Referencing the Sierra Club report on Producer Responsibility Recycling (www.sierraclub.org/committees/zerowaste/producerresponsibility/index.asp) in an effort to give the impression that we support a misguided attempt to dismantle a cornerstone of Vermont’s environmental stewardship-one that an overwhelming majority of Vermonters support-is deliberately misleading. Surely Ms. Shollenberger did read, just a few paragraphs lower on the very webpage that she references, that the Sierra Club believes that “There are laws that make producers responsible for taking back their products and recycling them. Bottle bills are an early example.”
Our letter also urged Shollenberger to disclose the fact that the beverage industry is paying for the website that makes such misleading use of the Sierra Club’s name and statements. At present, the website lists only Shollenberger as a contact and fails to identify the beverage industry’s involvement. Only at the bottom of the home page there are the words “paid for by MMR.” A link provided indicates that MMR stands for MacLean, Meehan, and Rice, a Montpelier law firm. No mention is made of the fact that MMR has been hired by the beverage industry to lobby on their behalf.

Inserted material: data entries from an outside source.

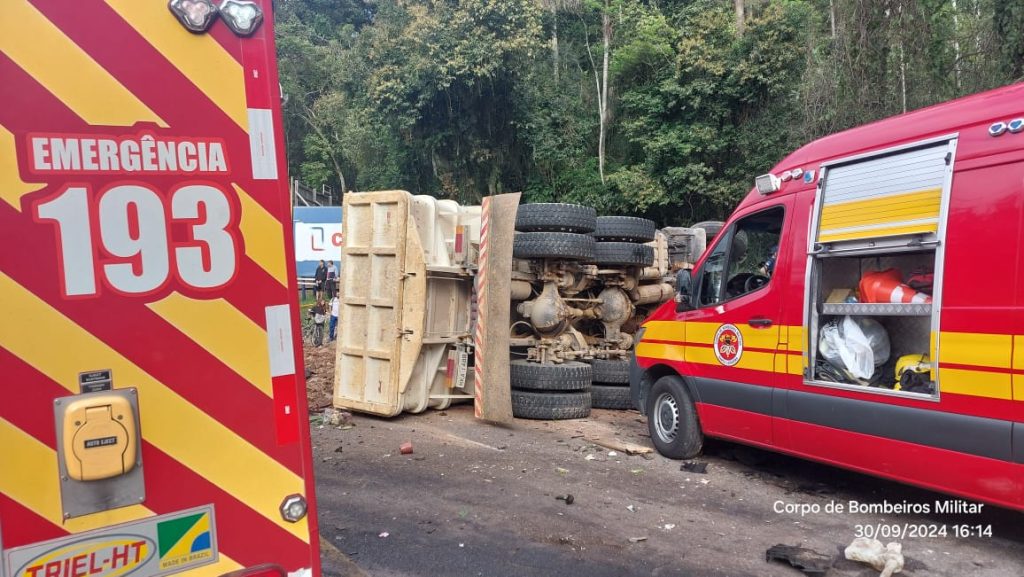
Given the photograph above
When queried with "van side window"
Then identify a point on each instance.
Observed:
(744, 257)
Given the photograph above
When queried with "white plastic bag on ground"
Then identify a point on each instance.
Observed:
(888, 560)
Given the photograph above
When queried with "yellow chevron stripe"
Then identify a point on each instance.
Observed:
(980, 349)
(658, 351)
(263, 237)
(892, 208)
(33, 329)
(68, 72)
(34, 484)
(198, 56)
(11, 186)
(1018, 380)
(977, 383)
(665, 330)
(225, 332)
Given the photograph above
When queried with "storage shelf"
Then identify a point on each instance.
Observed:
(877, 310)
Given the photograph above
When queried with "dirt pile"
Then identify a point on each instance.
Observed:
(320, 375)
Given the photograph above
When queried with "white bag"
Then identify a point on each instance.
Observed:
(858, 343)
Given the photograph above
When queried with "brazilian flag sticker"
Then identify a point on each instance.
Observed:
(184, 541)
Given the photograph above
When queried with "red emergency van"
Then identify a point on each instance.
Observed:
(862, 306)
(152, 418)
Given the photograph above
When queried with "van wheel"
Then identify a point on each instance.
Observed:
(672, 419)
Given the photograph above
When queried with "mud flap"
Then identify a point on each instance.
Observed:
(493, 395)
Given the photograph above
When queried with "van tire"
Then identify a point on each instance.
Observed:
(610, 397)
(615, 371)
(711, 228)
(571, 375)
(567, 246)
(625, 229)
(555, 217)
(624, 254)
(673, 420)
(550, 406)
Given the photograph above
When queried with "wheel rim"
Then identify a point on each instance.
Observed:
(666, 417)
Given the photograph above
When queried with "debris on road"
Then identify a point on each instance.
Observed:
(335, 417)
(620, 445)
(807, 561)
(694, 466)
(888, 559)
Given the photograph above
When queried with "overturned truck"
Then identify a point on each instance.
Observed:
(577, 288)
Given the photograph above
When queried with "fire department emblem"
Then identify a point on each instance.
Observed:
(728, 344)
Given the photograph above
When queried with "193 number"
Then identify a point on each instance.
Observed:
(135, 233)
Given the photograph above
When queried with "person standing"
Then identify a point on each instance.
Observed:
(318, 313)
(332, 279)
(335, 305)
(321, 279)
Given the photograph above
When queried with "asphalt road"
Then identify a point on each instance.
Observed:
(480, 500)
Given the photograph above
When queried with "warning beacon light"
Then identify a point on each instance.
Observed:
(768, 183)
(196, 15)
(242, 16)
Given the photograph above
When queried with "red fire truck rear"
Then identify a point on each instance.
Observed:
(152, 419)
(862, 307)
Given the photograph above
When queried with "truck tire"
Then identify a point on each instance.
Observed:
(568, 246)
(711, 228)
(610, 371)
(624, 254)
(550, 406)
(555, 217)
(610, 397)
(625, 229)
(672, 419)
(571, 375)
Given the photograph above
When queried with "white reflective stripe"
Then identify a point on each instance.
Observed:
(261, 145)
(279, 340)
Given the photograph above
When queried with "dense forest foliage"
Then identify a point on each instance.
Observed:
(658, 108)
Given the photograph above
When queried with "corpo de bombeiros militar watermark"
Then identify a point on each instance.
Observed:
(894, 528)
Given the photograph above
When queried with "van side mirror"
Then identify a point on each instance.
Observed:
(684, 291)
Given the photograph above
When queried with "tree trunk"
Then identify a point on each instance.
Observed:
(603, 104)
(554, 39)
(956, 53)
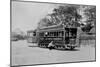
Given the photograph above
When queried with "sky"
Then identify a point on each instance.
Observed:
(26, 15)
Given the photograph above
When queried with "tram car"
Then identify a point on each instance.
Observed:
(62, 36)
(31, 36)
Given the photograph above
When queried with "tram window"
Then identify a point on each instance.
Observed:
(34, 33)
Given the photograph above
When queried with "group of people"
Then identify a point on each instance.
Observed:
(51, 45)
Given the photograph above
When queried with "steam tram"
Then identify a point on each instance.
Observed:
(62, 36)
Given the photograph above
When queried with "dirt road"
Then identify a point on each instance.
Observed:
(24, 55)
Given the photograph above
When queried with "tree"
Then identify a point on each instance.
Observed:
(90, 13)
(67, 15)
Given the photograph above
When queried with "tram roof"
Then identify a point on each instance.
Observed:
(54, 27)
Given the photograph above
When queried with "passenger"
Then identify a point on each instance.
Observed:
(51, 45)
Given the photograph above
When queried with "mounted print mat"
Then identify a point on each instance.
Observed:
(52, 33)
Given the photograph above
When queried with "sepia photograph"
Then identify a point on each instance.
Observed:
(52, 33)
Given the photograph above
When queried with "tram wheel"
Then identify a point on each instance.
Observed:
(72, 48)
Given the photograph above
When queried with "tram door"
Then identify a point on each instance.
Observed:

It is important for the public to know the truth here. Not only does the Sierra Club fully endorse the expansion of the Bottle Bill that is called for under H.74 and S.21, we remain clearly opposed to H.218 and the attempted ‘greenwashing’ being conducted by Ms. Shollenberger and the beverage industry. The Bottle Bill remains a landmark piece of environmental legislation. The Sierra Club will not sit idly by as an industry lobbyist resorts to desperate measures in an effort to weaken it.